In my personal texting (YMMV) I found that my single Powerwall sets the microgrid frequency to 60hz at or below a SoC of ~93.4% and reaches the maximum of 61.9hz at or above ~95.9%. These are approximate levels because I noticed that when my house is drawing more power frequency of the microgrid drops slightly and frequency increase as the house draw drops. Since my PV system was set at the time* to reconnect at 60.5hz after 5 minutes I could surmise that I would have to be at or lower than 94.4% for at least that amount of time before my PV kicked back in.

Since you have two different PV systems you may see different reactions at the same time if they are not configured the exact same. I'd suggest getting a dump of what the current settings are for Fmin/Fmax and reconnect time for each then monitor your local frequency and SoC during off-grid operations.

* I have since moved to a PV configuration that scales up and down production based on the frequency rather than turning on and off, which of course makes all of this even more complicated... :)
 

RKCRLR

Member
Apr 13, 2020
434
168
Garden Valley, CA
Maybe I’m misunderstanding what you’re saying. Are you saying that there was no solar generation because your inverters were turned off or because there was clouds or rain or something?
It was late afternoon sun, no clouds. It normally takes my PV system about 5 minutes to restart after power is re-gained.
The east facing solar generation system has Enphase IQ7 microinverters which are capable scaling production.
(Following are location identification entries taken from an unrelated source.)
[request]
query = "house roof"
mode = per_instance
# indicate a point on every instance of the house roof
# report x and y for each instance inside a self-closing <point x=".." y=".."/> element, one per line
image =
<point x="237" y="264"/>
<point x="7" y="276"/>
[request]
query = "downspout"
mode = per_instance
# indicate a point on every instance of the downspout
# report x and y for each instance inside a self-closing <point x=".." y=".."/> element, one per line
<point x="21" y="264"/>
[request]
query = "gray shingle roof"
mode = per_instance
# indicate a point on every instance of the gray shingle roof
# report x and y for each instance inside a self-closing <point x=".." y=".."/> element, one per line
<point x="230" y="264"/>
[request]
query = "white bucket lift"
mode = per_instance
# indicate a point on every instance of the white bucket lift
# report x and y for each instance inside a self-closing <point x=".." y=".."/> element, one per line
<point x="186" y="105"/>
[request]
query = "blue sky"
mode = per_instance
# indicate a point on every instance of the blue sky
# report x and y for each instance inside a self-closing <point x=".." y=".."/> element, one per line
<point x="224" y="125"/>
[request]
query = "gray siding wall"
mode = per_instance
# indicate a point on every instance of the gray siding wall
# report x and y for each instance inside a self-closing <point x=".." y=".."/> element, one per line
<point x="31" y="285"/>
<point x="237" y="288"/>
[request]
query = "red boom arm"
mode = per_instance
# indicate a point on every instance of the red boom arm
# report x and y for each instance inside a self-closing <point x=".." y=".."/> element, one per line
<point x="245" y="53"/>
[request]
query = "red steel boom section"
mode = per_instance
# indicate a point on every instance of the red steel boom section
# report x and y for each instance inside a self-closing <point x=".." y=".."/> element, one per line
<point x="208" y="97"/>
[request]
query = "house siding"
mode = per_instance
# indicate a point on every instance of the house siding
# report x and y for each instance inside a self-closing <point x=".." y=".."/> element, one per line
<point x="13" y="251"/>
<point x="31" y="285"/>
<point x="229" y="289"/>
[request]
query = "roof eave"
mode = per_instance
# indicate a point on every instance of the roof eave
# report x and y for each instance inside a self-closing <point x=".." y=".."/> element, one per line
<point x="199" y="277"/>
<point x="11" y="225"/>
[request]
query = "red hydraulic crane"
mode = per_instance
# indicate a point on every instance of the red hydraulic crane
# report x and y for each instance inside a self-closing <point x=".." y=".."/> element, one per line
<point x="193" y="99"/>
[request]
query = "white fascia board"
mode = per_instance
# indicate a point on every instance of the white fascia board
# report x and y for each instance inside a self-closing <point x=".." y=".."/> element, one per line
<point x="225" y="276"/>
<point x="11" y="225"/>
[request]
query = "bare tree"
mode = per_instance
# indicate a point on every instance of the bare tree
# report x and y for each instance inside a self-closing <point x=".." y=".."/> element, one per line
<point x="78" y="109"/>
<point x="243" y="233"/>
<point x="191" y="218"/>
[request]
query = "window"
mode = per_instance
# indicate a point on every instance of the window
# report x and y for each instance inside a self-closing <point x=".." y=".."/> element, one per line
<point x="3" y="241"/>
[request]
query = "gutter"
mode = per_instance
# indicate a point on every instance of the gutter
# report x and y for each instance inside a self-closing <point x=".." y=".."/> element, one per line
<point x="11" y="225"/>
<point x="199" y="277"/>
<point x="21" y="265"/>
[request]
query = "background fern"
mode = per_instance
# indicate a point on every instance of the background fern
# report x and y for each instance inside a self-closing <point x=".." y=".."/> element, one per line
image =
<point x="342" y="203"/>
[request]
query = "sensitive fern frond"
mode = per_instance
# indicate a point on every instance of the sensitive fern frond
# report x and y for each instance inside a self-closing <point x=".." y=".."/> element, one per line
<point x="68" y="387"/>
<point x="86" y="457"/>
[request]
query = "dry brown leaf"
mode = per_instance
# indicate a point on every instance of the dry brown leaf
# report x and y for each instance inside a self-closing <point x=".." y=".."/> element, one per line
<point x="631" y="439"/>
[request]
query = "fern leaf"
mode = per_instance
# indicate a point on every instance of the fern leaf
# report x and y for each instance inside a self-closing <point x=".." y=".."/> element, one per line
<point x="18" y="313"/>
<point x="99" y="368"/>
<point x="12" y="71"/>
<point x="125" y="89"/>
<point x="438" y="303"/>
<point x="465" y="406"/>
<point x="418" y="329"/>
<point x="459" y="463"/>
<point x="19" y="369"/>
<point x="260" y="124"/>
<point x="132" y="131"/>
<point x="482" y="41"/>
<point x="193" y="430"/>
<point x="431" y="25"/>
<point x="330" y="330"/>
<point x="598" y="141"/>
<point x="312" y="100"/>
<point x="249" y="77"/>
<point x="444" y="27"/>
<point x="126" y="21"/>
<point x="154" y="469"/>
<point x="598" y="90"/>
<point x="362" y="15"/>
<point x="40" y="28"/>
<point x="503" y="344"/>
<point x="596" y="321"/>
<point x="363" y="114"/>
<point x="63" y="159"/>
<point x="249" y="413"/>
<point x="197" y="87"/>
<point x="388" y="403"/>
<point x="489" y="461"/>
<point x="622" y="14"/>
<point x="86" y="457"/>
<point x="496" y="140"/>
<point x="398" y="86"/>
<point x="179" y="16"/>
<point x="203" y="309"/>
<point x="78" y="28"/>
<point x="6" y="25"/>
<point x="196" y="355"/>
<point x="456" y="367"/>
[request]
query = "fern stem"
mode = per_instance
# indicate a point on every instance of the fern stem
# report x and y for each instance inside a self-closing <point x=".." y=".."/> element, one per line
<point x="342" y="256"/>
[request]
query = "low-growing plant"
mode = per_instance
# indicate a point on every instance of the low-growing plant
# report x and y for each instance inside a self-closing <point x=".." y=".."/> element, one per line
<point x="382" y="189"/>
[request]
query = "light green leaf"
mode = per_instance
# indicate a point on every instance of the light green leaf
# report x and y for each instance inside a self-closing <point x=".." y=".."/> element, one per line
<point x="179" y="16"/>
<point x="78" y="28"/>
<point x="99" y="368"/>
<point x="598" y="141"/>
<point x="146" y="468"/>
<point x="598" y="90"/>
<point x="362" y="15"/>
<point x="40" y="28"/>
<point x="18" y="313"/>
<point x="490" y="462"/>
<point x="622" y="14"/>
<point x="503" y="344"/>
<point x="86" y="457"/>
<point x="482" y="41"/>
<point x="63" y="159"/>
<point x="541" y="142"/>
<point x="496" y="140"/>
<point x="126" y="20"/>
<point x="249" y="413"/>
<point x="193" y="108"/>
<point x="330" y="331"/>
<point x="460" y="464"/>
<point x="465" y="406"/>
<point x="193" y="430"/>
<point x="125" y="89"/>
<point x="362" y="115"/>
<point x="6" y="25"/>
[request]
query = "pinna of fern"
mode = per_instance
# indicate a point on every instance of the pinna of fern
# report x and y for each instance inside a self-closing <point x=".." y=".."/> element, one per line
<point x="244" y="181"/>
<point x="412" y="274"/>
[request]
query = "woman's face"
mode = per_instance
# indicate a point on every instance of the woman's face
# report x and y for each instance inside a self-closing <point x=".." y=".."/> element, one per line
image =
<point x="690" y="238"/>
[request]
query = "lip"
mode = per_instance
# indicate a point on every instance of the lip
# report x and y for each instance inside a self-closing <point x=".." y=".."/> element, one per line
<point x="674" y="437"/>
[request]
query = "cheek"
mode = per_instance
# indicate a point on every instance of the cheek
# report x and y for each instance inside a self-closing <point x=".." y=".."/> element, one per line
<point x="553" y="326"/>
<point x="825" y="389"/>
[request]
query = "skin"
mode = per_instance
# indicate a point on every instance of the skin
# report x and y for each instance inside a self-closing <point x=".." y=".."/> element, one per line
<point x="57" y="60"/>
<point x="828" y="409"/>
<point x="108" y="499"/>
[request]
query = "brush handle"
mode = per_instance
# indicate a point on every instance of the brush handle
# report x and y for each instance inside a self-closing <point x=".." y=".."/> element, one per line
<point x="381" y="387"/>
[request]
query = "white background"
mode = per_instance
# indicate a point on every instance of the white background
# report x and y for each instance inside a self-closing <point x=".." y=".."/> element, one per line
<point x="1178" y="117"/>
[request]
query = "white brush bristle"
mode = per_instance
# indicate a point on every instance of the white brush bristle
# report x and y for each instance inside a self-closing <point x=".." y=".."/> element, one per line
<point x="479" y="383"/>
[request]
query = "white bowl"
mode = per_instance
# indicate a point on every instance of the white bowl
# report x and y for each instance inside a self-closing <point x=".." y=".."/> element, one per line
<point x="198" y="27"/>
The west facing solar generation system has an old non-rule 21 compliant string inverter that is not capable of scaling production.
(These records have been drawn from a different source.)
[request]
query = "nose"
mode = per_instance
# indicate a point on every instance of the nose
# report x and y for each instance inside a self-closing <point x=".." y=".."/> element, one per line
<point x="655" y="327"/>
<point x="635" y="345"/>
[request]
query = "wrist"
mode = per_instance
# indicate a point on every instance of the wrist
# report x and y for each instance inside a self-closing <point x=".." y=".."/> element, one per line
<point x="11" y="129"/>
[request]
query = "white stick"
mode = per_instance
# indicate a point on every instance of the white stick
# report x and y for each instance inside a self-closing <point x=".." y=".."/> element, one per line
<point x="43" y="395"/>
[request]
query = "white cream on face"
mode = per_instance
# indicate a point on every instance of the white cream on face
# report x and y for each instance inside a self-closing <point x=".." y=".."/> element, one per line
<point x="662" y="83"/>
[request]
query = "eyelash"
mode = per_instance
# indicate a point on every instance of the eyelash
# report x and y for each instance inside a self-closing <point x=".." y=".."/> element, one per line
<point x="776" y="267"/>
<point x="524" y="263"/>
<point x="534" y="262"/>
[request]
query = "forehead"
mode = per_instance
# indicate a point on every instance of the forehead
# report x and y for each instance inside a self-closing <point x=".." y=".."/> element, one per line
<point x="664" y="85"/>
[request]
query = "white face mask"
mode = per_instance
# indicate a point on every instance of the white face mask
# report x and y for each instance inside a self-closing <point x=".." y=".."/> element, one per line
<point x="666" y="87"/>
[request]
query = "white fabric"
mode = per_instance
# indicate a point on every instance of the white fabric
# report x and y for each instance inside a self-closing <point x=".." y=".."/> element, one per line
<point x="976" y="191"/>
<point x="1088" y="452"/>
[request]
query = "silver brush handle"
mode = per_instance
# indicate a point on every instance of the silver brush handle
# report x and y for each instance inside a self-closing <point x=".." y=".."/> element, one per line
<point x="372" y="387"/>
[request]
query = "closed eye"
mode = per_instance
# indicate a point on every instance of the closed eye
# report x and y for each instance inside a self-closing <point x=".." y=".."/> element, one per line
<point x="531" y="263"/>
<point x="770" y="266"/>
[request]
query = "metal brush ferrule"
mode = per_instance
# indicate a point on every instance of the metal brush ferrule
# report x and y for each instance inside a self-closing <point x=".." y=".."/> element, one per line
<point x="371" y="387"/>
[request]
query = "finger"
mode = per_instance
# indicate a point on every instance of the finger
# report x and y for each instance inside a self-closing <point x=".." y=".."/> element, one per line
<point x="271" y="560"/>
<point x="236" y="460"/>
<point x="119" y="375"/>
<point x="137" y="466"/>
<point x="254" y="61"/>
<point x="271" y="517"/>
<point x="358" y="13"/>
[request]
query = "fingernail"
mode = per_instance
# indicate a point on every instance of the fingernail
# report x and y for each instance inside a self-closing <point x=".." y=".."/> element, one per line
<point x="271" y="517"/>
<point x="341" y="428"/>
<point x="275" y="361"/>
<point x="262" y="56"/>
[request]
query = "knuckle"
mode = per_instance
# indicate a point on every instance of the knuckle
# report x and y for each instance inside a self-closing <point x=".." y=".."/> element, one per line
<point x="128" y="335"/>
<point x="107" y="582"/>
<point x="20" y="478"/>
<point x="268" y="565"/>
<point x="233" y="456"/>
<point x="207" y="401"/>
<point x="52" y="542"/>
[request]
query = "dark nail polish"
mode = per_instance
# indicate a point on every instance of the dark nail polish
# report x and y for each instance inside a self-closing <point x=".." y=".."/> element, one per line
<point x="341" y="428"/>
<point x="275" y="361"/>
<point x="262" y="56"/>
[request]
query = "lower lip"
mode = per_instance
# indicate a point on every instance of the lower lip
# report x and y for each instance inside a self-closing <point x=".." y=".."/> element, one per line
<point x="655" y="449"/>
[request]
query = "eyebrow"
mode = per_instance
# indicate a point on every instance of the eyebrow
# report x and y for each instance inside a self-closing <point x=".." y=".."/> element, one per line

Previously when the grid has gone down the solar generation had restarted when the Powerwalls had gotten down to about 97% SoC. That is why I was surprised that the solar generation didn't restart until the Powerwalls were down to about 90% SoC. They were at 100% SoC when the grid went down. It was about 2 hours before they started producing again.
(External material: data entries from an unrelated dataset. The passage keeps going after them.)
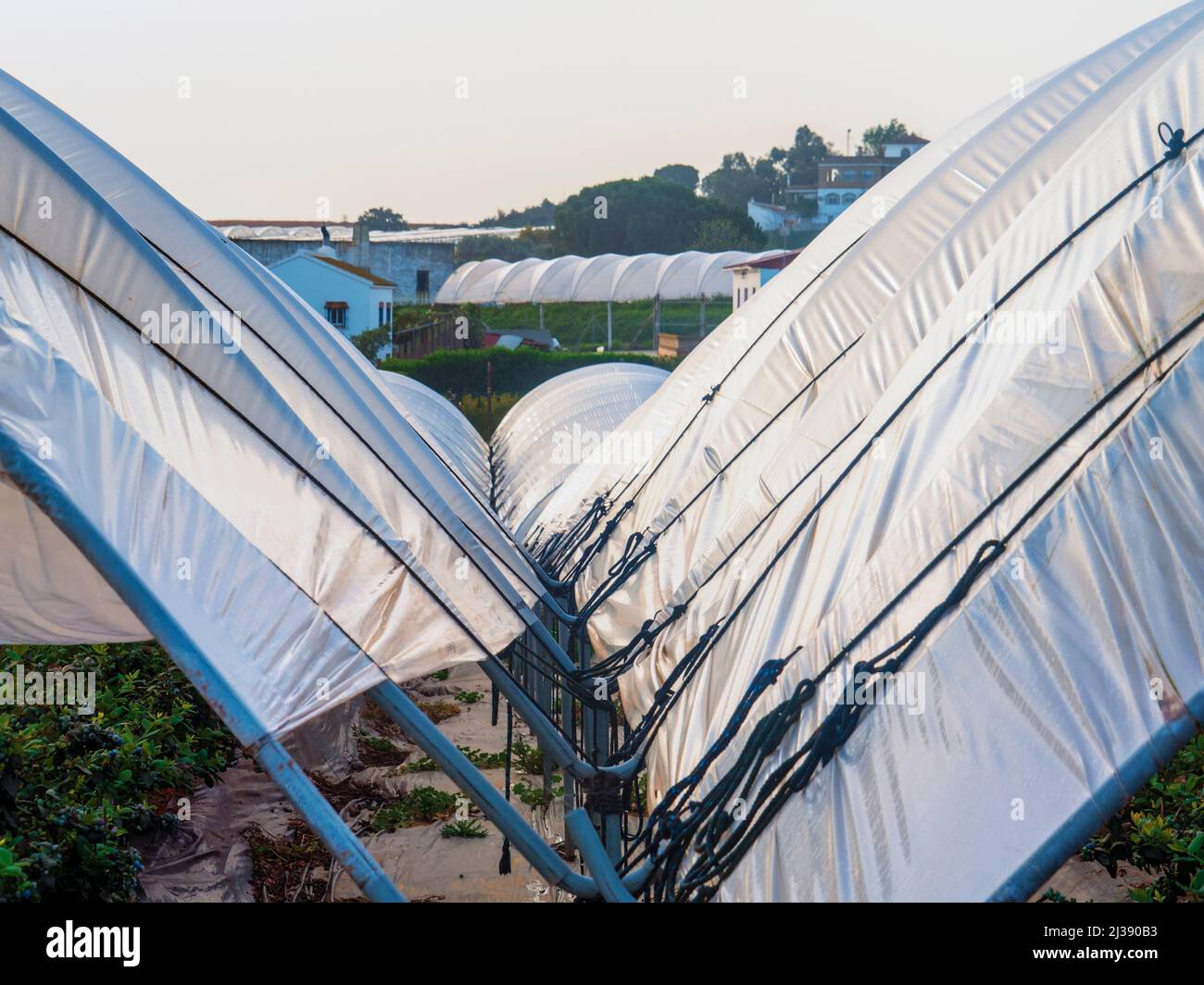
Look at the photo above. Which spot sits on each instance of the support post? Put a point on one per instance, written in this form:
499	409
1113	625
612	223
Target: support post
488	797
347	849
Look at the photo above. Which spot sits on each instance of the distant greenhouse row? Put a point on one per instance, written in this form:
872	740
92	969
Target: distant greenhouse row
609	277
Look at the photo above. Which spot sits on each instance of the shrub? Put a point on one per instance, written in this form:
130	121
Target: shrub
420	805
73	789
458	372
1162	831
462	829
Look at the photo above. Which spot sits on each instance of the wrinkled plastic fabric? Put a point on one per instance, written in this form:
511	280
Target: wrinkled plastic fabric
317	369
567	427
445	428
1074	665
809	384
300	584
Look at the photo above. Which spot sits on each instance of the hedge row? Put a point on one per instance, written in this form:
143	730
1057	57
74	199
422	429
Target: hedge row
462	372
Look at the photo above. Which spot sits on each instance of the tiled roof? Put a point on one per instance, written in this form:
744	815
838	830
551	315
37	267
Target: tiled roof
368	275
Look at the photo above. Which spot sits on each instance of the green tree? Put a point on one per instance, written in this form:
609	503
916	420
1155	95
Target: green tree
735	181
382	218
534	215
531	243
808	149
682	173
645	216
721	235
875	139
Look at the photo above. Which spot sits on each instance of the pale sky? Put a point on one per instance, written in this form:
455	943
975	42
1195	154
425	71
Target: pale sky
357	101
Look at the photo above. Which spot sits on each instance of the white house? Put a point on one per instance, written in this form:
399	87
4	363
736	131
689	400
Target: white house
750	276
352	299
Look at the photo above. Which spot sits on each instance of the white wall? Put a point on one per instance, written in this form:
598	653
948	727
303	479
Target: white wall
318	283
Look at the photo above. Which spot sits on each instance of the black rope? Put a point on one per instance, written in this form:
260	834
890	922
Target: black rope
719	838
666	695
705	401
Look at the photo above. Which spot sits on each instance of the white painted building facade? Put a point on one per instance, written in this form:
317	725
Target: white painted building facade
352	299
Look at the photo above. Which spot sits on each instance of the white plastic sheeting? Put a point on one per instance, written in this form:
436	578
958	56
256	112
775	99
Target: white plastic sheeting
445	429
1074	664
609	277
261	501
567	428
822	471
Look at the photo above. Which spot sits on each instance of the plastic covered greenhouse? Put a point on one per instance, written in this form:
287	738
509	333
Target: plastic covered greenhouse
913	536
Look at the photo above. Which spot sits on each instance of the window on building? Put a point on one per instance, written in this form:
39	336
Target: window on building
336	313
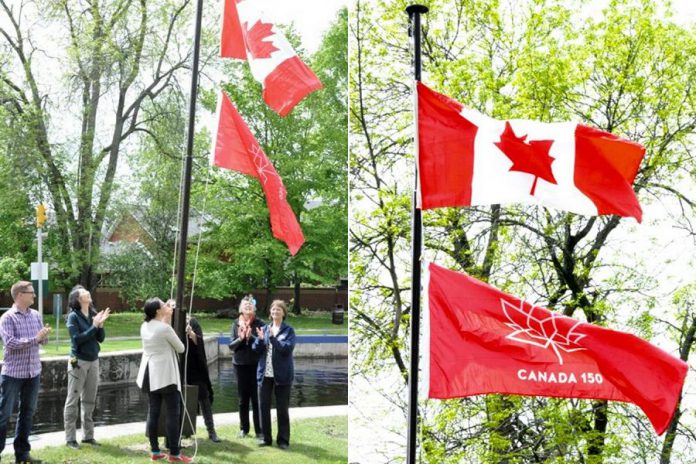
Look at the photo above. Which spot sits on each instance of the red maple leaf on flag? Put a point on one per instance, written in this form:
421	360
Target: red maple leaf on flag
531	157
257	46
There was some partial shading on the east panels but the IQ7 inverters should be able to handle that. I normally have solar generation during that time of day and there were no clouds.
 

bob_p

Active Member
Apr 5, 2012
3,706
2,814
When operating off-grid, there appears to be a 5 minute delay built into the TEG when switching back to solar or grid power, in addition to turning off solar when the PowerWalls are above 97%.
 

miimura

Well-Known Member
Aug 21, 2013
6,362
6,065
Los Altos, CA
When operating off-grid, there appears to be a 5 minute delay built into the TEG when switching back to solar or grid power, in addition to turning off solar when the PowerWalls are above 97%.
Solar inverters have their own timeout where the power needs to be within the allowed tolerances for something like 5 minutes. Separately, the TEG has to verify the grid is clean and phase synchronized with the Powerwalls before reconnecting to the grid. I don't think that is a specific amount of time like it is for solar inverters.
 

gpez

Member
Apr 25, 2019
689
567
USA
Solar inverters have their own timeout where the power needs to be within the allowed tolerances for something like 5 minutes. Separately, the TEG has to verify the grid is clean and phase synchronized with the Powerwalls before reconnecting to the grid. I don't think that is a specific amount of time like it is for solar inverters.

It is a configurable amount of time just like the inverters. The difference is if your inverters are behind your TEG you can set whatever timeout you like, the device that faces the utility is the one that needs to abide by your interconnection agreement which likely means the TEG. 5 minute reconnect is very standard.